Lamnard se laissait bercer par le tangage du navire et par les légers craquements des planches du navire tout en balançant le hamac dans lequel il patientait. C'était à son tour de veiller sur cette étrange femme qu'ils avaient retrouvé, seule, inconsciente, déshydratée et mal nourrie, au milieu de nulle part et à la faveur d'une reconnaissance dans les terres. L'équipage avait longuement débattu de ses origines et de son identité, avec la ferveur des gens qui n'avaient rien de mieux à faire sur le moment. Elle semblait née du feu tant le rouge et la chaleur dominait sur elle et, à en croire certains, en elle-même. Les théories les plus fantasques se disputaient la cote de paris amicaux : on la disait déesse, prêtresse du désert ou encore catin. Lamnard, le capitaine, ne prenait pas position, mais pas par manque d'intérêt ; ce n'était pas sa place de prendre position dans les paris, tout simplement. Quand son tour venait, il passait de longs moments à fixer l'étrangère. Allongée sur un lit à la literie propre et couverte de fourrures, elle avait été nourrie et hydratée par chacun et chacune de ceux qui s'étaient relayés à son chevet. Elle avait repris en couleurs et sa respiration était devenue tranquille. Restait à voir si elle se réveillerait ou non avant leur prochaine escale ; et elle n'allait pas avoir lieu demain.

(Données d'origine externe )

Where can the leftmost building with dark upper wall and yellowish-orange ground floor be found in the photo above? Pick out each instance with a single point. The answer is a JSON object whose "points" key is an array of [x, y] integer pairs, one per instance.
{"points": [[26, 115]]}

Le grand blond considérait la jeune femme sans réfléchir vraiment à ses origines et à sa nature. Voilà plusieurs semaines qu'ils naviguaient ces côtes désolées, entre les rives nexusiennes et les pics annonçant Ashnard, se cachant des uns comme des autres à la recherche d'une opportunité de libérer de nouveaux esclaves. Tout du long, ils n'avaient rien vu ; ni sur la côte, ni lors de leurs reconnaissances intérieures. Des steppes arides et désolées s'étendaient à perte de vue, comme nombre d'autres à l'approche des frontières monstrueuses d'Ashnard. Aucune personne saine d'esprit ne viendrait s'aventurer ici sans le bagage adéquat. Ils l'avaient trouvé complètement démunie. Elle avait dû errer pendant des jours, marchant droit devant elle, en espérant tomber sur un village, une caravane ou une source d'eau et de nourriture. Difficile de croire qu'elle ait été une esclave lâchée par un caravanier cruel, car la caravane suivante l'aurait sans doute accueillie à son tour. Avait-elle été apportée ici en punition d'un crime quelconque, condamnée à mourir de faim et de soif, sa chair laissée à l'attention des vautours ? Il restait bien sûr l'hypothèse magique. Comme beaucoup de monde, il avait entendu parler des chemins secrets menant à d'autres mondes qui, traîtres, faisaient disparaître les gens trop curieux ou apparaître de curieux étrangers.
Il fallait croire qu'il n'aurait de réponse qu'à son hypothétique réveil ! Soupirant, il quitta le hamac pour venir s'agenouiller à côté du lit. Il avait laissé de côté ses bottes et ses armes, et ne portait que des braies sous une cape de laine épaisse. Ces eaux n'étaient pas chaudes, et le vent était agressif. Tout ici portait le message des maléfices et malédictions baignant l'empire démoniaque d'Ashnard. Après avoir soufflé dans ses mains, il récupéra le bol d'eau à son chevet. Prenant le linge propre qui baignait dedans, il l'essora partiellement, avant de le placer au-dessus de la bouche de l'inconnue. Il allait lui ouvrir la bouche, comme à l'accoutumée, pour verser un filer d'eau entre ses lèvres ; mais sa mâchoire résista fermement. Intrigué, il la dévisagea et remarqua son froncement de sourcils, puis ses poings serrés. Elle se tortilla machinalement face à la gêne que les mains étrangères lui avaient causé. Elle reprenait ses esprits !
« Hé là ! Pas de farce, on se réveille, » lui lança-t-il tandis que les mouvements s'arrêtaient. Il déclencha une nouvelle série de microréactions qui lui arrachèrent un sourire triomphant. Bien sûr, rien de cela n'était à mettre à son crédit en particulier, mais il avait le plaisir un peu égoïste de pouvoir peut-être assister à son émergence et de découvrir la vérité. Pour cela, elle devrait se réveiller. « C'est ça ! Pas de panique : tout va bien se passer maintenant, » essaya-t-il de glisser pour la motiver à ouvrir les yeux, à reprendre prise avec la réalité. Le linge préalablement censé la désaltérer trouva le chemin de son front, l'affranchi espérant que la légère différence de température l'aide à faire le chemin qui lui restait. Enfin ! des réponses.